Note $q-1 = (q^2-1)/(q+1) \lt (p+1)/(p-1)$. For any positive prime $p$, the right hand side is at most 3, so $q$ must be less than 4. Thus $q$ is either 2 or 3.
If $q=3$ we can refine this estimate a little. Since $q^2$ divides $p+1$, because $q$ and $q+1$ are coprime, for $q=3$ would mean $p+1$ is a multiple of 9. This first happens for prime $p=17$. In any case $(p+1)/(p-1)$ would be less than 2, so $q \lt 3$. This contradiction implies $q=2$.
Plugging that value for $q$ into the original equation quickly gives $p=7$.
For completeness sake you should examine whether one or both $p,q$ can be negative primes.
On
We show how to solve a different problem, finding the integer solutions of $q^2(p-1)=(p+1)(q+1)$. There are not many.
We can have $p=1$, which forces $q=-1$. If $p\ne -1$, then $\left|\frac{p+1}{p-1}\right|\le 3$.

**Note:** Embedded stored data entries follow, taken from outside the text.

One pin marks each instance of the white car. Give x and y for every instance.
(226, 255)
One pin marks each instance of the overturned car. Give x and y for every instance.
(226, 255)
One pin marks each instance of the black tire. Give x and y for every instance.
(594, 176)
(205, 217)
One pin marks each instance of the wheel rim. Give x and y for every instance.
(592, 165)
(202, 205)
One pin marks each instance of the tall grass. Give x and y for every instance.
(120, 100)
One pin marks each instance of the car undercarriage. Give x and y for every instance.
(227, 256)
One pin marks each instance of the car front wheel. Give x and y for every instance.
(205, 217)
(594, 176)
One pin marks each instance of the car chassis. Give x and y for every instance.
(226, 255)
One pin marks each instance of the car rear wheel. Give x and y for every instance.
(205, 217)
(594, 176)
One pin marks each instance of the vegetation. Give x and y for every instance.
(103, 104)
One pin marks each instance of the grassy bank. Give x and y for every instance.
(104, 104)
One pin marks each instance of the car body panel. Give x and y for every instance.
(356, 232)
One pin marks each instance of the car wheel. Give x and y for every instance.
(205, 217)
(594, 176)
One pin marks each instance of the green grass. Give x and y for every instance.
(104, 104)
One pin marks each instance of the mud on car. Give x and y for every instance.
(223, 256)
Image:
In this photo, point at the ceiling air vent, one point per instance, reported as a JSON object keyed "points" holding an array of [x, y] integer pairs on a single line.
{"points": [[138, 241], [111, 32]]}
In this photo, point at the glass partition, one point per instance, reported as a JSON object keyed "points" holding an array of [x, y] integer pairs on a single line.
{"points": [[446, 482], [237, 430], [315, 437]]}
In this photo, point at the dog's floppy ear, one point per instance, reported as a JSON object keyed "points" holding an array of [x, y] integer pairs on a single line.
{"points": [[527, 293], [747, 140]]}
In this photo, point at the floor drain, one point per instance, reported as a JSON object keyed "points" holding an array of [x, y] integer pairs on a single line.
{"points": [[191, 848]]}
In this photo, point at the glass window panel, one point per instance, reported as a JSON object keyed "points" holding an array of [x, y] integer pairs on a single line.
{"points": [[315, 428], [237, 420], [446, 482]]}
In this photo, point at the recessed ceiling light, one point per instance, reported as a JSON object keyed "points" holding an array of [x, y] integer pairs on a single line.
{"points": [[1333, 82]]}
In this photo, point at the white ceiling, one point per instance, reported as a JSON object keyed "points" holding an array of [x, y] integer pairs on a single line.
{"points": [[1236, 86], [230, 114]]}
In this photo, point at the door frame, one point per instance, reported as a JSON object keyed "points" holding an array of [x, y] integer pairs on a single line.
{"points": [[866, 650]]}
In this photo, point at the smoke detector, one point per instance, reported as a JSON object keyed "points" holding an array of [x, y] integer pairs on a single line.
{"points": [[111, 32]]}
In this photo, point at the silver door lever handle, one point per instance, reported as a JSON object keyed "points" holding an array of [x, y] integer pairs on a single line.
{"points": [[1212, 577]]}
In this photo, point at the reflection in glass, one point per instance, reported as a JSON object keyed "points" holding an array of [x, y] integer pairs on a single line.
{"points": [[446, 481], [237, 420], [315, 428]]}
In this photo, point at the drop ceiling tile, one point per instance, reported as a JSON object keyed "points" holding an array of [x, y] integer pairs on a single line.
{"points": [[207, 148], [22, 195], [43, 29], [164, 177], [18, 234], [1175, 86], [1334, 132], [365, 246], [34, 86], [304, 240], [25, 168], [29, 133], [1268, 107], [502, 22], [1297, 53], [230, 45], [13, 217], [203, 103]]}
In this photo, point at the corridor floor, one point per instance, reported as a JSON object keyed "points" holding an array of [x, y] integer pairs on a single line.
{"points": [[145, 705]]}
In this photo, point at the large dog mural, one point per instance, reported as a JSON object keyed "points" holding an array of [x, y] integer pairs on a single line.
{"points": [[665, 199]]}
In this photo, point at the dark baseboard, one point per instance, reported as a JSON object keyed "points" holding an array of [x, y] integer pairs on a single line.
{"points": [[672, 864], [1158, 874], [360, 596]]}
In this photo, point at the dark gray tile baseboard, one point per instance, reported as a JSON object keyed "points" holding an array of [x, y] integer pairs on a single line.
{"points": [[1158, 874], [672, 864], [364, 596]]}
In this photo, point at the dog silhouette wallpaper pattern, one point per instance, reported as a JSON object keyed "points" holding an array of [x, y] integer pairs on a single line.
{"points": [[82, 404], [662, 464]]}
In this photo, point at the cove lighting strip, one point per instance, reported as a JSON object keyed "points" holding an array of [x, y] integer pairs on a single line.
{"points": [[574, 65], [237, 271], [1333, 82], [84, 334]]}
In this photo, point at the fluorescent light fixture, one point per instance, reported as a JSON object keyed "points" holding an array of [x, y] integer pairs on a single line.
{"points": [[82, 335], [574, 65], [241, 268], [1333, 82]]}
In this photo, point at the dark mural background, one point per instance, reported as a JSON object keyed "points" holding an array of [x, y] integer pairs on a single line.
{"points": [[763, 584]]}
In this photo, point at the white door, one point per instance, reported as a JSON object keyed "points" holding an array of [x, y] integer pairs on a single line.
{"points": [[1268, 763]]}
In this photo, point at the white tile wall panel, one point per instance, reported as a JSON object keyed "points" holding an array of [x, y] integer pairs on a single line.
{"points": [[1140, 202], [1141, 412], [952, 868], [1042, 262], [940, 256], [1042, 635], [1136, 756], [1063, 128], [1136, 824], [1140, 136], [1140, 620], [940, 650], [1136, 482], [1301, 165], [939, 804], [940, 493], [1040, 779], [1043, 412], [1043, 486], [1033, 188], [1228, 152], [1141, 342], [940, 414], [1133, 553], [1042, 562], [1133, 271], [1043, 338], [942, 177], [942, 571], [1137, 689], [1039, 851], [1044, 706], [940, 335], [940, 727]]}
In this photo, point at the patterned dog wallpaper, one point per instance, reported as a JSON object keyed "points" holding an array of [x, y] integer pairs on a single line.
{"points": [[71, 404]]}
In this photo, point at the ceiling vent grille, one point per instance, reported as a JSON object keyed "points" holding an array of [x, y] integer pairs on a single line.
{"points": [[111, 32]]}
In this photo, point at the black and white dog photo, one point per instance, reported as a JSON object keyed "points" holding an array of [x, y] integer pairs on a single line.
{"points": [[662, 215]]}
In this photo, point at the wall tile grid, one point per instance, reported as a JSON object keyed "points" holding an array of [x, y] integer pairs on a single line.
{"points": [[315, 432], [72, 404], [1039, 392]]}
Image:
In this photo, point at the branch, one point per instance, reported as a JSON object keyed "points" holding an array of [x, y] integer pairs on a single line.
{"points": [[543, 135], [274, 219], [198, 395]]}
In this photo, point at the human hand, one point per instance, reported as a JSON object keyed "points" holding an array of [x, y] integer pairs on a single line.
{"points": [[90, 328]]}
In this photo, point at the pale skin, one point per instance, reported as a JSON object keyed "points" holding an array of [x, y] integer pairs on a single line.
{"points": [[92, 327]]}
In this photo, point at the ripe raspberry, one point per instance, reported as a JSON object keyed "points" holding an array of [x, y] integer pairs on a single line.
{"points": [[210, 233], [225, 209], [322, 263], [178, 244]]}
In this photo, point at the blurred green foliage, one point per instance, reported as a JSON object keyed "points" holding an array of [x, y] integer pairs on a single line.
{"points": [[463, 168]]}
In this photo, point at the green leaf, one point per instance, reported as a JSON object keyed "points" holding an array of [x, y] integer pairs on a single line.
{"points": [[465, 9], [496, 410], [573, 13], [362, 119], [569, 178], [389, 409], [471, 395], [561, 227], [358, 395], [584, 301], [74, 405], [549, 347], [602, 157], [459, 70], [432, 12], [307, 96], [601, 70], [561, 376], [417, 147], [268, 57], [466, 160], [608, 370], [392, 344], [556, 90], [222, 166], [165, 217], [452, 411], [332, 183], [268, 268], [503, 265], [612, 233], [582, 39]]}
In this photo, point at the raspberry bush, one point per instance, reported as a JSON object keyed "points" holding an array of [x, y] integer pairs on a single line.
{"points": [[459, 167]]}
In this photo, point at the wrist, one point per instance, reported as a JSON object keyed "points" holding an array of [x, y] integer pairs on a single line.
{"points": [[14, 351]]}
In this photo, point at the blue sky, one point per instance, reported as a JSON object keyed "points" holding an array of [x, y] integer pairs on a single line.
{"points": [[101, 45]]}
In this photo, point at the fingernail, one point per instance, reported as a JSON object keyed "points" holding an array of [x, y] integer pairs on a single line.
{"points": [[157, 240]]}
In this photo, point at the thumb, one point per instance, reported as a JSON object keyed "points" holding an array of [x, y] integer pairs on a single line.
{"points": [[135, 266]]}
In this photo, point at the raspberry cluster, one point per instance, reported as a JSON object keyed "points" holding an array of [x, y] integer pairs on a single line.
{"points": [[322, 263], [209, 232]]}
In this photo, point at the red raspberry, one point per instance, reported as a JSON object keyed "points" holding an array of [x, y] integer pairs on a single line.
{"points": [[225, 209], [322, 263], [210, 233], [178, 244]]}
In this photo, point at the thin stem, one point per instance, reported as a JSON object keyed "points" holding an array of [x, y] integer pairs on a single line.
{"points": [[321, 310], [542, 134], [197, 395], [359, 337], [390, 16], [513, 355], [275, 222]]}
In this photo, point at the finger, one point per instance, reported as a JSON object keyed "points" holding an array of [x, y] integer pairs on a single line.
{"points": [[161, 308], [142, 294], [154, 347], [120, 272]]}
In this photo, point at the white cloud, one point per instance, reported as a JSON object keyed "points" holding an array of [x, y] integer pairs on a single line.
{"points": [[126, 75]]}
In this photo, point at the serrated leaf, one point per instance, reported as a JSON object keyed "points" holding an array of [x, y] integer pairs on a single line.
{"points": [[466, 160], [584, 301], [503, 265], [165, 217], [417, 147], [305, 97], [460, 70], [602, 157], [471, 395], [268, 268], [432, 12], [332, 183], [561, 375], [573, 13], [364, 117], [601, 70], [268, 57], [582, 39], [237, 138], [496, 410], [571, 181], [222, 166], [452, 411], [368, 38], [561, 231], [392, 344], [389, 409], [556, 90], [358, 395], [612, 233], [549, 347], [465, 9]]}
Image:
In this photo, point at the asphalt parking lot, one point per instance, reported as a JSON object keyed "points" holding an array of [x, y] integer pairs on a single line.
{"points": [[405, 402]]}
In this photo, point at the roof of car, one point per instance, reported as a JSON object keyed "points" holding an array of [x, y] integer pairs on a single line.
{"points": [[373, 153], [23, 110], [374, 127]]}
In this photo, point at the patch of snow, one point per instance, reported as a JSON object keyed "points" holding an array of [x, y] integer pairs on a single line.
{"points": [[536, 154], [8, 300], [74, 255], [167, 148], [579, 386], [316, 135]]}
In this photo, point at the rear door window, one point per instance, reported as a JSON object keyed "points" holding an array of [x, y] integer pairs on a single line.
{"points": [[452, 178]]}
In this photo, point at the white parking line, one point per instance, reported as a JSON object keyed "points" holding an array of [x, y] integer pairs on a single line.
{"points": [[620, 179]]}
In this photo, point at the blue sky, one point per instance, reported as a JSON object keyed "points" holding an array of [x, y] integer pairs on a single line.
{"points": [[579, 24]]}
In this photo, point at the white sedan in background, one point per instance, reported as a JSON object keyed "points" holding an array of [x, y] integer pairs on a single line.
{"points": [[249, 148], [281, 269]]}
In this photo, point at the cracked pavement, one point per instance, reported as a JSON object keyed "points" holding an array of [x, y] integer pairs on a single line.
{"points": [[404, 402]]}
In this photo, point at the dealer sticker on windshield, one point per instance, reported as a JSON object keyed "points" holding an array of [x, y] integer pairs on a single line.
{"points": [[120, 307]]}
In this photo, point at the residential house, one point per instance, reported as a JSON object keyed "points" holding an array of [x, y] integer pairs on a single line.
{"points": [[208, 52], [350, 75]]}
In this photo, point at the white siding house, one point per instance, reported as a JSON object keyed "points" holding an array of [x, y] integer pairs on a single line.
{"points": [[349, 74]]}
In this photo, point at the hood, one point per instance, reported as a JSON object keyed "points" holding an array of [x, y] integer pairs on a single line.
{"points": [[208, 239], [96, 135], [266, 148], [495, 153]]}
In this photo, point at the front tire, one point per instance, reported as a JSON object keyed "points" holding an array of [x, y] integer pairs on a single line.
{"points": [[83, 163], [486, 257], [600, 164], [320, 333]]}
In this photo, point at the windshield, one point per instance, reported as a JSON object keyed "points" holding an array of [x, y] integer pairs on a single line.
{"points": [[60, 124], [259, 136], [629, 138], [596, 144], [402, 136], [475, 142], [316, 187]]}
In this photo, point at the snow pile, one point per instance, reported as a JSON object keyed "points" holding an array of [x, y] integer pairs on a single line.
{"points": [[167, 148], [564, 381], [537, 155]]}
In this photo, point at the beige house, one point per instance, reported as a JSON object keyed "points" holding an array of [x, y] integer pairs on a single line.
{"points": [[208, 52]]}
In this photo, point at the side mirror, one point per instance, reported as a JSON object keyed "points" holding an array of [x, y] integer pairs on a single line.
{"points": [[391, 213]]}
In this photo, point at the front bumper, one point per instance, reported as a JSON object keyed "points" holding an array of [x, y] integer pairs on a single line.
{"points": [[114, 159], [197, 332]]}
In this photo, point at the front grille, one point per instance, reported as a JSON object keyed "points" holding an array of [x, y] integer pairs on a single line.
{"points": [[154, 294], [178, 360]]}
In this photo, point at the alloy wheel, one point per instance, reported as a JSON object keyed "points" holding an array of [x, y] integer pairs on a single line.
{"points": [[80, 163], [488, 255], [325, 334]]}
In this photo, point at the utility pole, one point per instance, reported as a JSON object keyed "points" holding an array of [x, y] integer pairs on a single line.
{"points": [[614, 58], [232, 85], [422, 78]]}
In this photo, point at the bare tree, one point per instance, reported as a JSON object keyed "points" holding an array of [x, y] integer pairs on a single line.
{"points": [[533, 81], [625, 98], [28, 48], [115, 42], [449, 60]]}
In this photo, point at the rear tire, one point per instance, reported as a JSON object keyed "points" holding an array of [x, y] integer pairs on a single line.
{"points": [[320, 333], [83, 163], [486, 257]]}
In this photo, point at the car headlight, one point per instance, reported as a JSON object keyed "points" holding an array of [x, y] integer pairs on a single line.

Note that if $|q|\ge 4$ then $\left|\frac{q^2}{q+1}\right|\gt 3$.
So the only candidates for $q$ lie in the interval $-3\le q\le 3$. Try them all. In each case we get a linear equation for $p$.
If we are really only interested in primes, the only numbers that need to be tried are $q=2$ and $q=3$.
On
$q^2(p−1)=(p+1)(q+1)$
This can be written as:
$\frac{q^2}{q+1} = \frac{p+1}{p-1} = 1 + \frac{2}{p-1}$
In other words, subtracting 1 from both sides,
$\frac{q^2 - q - 1}{q+1} = \frac{2}{p-1}$
Two cases here:
1) p = 2. So $q^2 - q - 1 = q+1$. Gives: $q^2 - 2q - 2 = 0$. Easy to see this has no integer solutions (just solve the quadratic equation).
2) p is an odd prime. Let p = 2k + 1.
Then $q + 1 = k(q^2 - q - 1)$. So $(q+1)(k+1) = kq^2$.
Now, q and q+1 are co-prime. So are k+1 and k. Unless k or q is 1, this can only mean:
$q+1 = k$ and $k+1 = q^2$ So $q+2 = q^2$ Solving the quadratic, q = 2 or q = -1. 'q is prime' makes us reject q = -1 case. So q = 2. So p = 2k+1 = 2(q+1) + 1 = 7.
Now, suppose k = 1. Then we get: $2(q+1) = q^2$. This again gives $q^2 - 2q - 2 = 0$ which has no integer solutions.
q = 1 gives: $2(k+1) = k$. This gives k = -1/2, which is not an integer.
So p = 7, q = 2 is the only solution to this.
You're on the right track assuming that $p,q$ are odd.
Here's the step you may be missing: if $p>2$ is odd, then $(p-1, p+1) = 1$. But $(p+1)$ must divide both sides of the equation. So $(p+1)\mid q^2$. Hence $q$ is even.